All amendments must originate in the Senate and can be proposed only in every other biennium, which explains the lack of proposals in 2013 and 2017. A proposal must be adopted by both chambers during the biennium in which it is proposed, and then again in the next biennium. The chamber vote requirements are higher in the proposing biennium than in the subsequent one. In the first biennium the Senate must approve the proposal by a 2/3 vote of all the members, i.e. 20 Senators. If approved, the proposal is sent to the House, where it is referred to the appropriate committee of jurisdiction. If the committee decides to consider the proposal, it must hold a public hearing prior to voting on it. No amendments are allowed. If it is voted out of committee, the proposal must pass in the House by a majority of all the members of the House, i.e. 76 representatives. Then within 90 days of approval by the House, the secretary of state must publish the proposal in at least two newspapers having general circulation in the state.
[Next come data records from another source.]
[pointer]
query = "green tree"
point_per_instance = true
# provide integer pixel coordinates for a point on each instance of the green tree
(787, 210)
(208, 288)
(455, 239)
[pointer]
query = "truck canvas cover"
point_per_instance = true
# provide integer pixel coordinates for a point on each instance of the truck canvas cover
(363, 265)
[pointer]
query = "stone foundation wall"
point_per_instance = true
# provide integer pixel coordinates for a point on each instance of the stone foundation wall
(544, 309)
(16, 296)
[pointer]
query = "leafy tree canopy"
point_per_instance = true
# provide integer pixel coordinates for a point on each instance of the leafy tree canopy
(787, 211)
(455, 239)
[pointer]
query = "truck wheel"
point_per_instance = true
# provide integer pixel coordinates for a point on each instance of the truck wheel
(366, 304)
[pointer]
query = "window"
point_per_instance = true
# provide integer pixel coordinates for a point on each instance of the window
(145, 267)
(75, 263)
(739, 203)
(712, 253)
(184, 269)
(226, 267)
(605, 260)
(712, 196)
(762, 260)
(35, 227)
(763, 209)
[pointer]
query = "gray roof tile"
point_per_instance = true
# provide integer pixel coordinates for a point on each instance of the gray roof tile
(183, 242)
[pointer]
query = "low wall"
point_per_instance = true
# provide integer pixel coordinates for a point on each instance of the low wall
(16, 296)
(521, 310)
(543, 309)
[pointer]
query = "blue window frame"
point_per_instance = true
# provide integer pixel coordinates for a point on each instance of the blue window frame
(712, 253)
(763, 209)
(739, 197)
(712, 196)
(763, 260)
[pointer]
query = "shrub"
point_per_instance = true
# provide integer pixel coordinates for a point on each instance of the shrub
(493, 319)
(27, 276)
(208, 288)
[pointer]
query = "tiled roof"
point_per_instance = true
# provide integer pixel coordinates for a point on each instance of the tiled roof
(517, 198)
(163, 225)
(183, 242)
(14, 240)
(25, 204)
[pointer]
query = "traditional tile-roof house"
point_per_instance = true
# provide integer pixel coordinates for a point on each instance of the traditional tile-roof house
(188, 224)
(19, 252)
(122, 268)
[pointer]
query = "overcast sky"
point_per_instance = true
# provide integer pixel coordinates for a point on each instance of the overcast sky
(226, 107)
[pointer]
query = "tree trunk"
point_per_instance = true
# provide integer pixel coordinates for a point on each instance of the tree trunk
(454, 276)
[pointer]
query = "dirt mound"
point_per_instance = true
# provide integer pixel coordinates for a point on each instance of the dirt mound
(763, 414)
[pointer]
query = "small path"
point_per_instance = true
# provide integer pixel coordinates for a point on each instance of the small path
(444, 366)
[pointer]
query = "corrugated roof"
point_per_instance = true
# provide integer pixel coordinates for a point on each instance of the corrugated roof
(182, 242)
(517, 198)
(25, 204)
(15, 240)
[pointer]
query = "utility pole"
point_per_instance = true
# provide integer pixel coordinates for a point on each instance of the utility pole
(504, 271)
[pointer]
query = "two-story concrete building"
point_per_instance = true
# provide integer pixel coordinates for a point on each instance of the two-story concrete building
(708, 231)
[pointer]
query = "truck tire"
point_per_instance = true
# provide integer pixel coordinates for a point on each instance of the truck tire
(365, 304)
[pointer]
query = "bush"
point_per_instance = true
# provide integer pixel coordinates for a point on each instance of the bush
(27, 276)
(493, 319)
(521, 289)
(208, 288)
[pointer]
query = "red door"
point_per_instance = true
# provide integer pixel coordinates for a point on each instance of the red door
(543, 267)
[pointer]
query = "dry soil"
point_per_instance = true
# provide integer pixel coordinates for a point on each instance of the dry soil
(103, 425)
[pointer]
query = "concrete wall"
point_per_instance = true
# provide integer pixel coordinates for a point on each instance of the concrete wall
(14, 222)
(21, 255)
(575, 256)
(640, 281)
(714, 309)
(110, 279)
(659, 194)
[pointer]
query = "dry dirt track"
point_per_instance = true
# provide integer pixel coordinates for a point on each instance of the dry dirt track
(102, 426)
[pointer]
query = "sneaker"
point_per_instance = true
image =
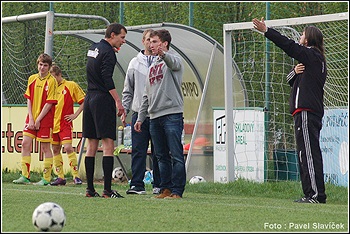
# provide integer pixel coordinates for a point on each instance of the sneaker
(22, 180)
(164, 193)
(77, 181)
(111, 194)
(90, 193)
(173, 196)
(58, 181)
(42, 182)
(156, 190)
(308, 200)
(135, 190)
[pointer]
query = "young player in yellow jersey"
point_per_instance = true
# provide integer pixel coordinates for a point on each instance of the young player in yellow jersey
(41, 101)
(68, 93)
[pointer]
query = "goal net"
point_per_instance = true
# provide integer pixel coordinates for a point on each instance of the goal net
(264, 67)
(24, 37)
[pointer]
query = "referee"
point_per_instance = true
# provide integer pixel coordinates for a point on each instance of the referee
(100, 107)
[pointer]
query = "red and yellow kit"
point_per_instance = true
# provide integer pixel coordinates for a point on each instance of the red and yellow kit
(68, 93)
(42, 90)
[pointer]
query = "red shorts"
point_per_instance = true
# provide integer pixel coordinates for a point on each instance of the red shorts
(44, 134)
(63, 137)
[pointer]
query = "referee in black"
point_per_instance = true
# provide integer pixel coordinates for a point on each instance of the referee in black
(100, 107)
(307, 80)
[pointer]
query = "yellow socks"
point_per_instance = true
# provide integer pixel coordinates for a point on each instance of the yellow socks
(47, 169)
(73, 163)
(25, 164)
(58, 163)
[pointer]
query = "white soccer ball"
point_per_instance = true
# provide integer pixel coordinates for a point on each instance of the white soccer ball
(118, 174)
(49, 217)
(196, 180)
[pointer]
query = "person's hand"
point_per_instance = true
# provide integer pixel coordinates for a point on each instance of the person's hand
(121, 109)
(160, 51)
(123, 118)
(137, 126)
(299, 68)
(260, 25)
(70, 118)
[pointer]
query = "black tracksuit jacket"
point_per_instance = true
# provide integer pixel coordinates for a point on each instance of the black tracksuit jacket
(307, 87)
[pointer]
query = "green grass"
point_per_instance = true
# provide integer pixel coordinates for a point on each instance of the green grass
(239, 206)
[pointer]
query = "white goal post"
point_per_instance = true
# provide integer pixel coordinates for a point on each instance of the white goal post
(255, 55)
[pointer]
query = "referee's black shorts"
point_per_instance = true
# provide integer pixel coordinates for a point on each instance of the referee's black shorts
(99, 116)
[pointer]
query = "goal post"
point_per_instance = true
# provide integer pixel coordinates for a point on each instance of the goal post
(263, 70)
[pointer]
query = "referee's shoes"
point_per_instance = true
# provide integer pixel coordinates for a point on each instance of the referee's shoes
(309, 200)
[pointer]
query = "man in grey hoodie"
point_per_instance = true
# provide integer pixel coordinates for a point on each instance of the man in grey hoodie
(134, 86)
(163, 101)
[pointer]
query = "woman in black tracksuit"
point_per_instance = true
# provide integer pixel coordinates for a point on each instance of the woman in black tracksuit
(306, 104)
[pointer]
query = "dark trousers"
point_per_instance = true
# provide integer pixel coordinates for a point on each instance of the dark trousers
(307, 134)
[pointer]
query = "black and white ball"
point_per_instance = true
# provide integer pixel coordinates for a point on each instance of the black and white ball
(118, 175)
(196, 180)
(49, 217)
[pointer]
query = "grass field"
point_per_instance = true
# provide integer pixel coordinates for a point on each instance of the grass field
(239, 206)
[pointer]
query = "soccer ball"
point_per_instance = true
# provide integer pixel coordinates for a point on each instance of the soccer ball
(49, 217)
(118, 174)
(196, 180)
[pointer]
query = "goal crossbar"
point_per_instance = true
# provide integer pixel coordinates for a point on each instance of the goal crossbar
(290, 21)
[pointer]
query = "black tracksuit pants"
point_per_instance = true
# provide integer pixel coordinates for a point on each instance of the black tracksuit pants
(307, 128)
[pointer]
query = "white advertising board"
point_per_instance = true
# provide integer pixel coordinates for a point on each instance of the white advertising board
(248, 127)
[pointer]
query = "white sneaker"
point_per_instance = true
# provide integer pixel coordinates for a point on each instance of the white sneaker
(156, 190)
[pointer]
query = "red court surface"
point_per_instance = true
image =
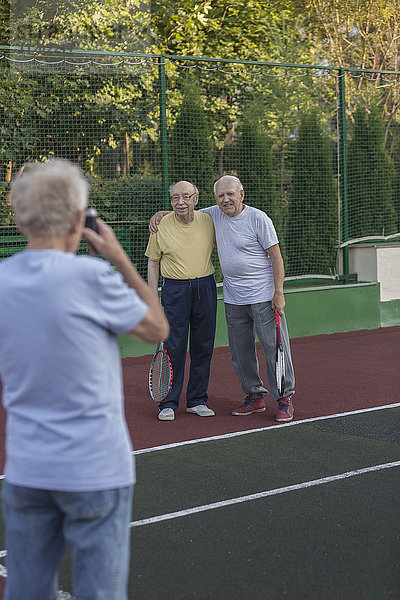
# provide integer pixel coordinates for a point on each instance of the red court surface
(335, 373)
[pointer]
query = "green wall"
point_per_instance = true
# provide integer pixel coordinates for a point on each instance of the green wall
(311, 311)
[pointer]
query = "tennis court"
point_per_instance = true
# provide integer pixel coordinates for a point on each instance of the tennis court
(242, 507)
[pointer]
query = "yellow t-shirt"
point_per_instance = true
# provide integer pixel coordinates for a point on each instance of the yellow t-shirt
(184, 251)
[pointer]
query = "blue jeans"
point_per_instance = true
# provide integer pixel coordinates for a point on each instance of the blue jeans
(39, 526)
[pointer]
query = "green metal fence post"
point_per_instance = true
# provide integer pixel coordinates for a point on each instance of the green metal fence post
(343, 172)
(163, 129)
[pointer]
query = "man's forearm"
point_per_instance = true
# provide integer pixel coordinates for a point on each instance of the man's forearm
(153, 269)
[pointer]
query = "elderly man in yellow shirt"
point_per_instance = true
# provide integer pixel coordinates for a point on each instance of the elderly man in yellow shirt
(182, 248)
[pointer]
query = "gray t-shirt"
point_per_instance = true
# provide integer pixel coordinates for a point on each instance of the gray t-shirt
(242, 242)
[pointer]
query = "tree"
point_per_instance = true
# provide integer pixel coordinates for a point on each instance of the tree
(190, 144)
(312, 221)
(396, 183)
(251, 158)
(370, 178)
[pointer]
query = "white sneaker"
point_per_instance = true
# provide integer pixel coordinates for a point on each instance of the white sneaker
(166, 414)
(202, 410)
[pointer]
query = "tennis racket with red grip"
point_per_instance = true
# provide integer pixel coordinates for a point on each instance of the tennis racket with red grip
(280, 357)
(160, 374)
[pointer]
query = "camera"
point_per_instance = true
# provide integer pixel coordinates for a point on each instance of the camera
(91, 219)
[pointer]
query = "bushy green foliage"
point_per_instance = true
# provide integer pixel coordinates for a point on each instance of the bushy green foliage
(396, 182)
(127, 204)
(370, 178)
(251, 159)
(312, 222)
(190, 144)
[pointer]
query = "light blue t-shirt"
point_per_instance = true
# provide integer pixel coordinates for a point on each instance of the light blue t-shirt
(61, 371)
(242, 242)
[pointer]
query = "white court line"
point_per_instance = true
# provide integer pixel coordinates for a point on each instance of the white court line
(247, 431)
(275, 492)
(241, 499)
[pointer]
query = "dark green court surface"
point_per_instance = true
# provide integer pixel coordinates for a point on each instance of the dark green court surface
(338, 539)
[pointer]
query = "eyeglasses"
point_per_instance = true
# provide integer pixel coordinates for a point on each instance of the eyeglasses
(185, 197)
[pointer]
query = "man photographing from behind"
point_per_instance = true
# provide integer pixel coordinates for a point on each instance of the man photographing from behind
(69, 470)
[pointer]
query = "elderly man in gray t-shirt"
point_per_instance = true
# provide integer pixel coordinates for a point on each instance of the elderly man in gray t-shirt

In the following biennium (2021-2022 for these proposals), the Senate must again approve the proposal, but only by a majority of the members this time, i.e. 16 Senators. If the Senate approves the proposal for a second time, the House committee of jurisdiction is once again required to hold a public hearing before it can vote the proposal out of committee for consideration by the whole House. Then, at least 76 members of the House must be present to vote on the proposal. Of those present, a simple majority is required to pass it.
If the proposal passes both chambers in both biennia, the governor provides public notice by proclamation, and the secretary of state must publish the proposal in two major newspapers once a week for three weeks. The proposal is then submitted to the voters of the state in the general election for ratification. If a majority of the voters approve, the Constitution is amended.
Readers can view Proposals 2 and 5 and track their status by going to legislature.vermont.gov and entering “PR2” or “PR5” in the Search for Bills and Resolutions.
I’ve heard the last two weeks of the legislative session described as a log-jam of bills just waiting for the dam to burst. While House committees continue to work on bills already passed by the Senate, one significant bill came a step closer to final approval. After years of attempts to raise the legal age to 21 for purchasing tobacco and related products, the House passed the Senate’s “Tobacco 21” bill (S.86) on a vote of 124 to 14. The only change the House made to the Senate version was to move the effective date from July 1, 2019, to September 1, 2019. The Senate should quickly approve this minor change and send the bill to the governor.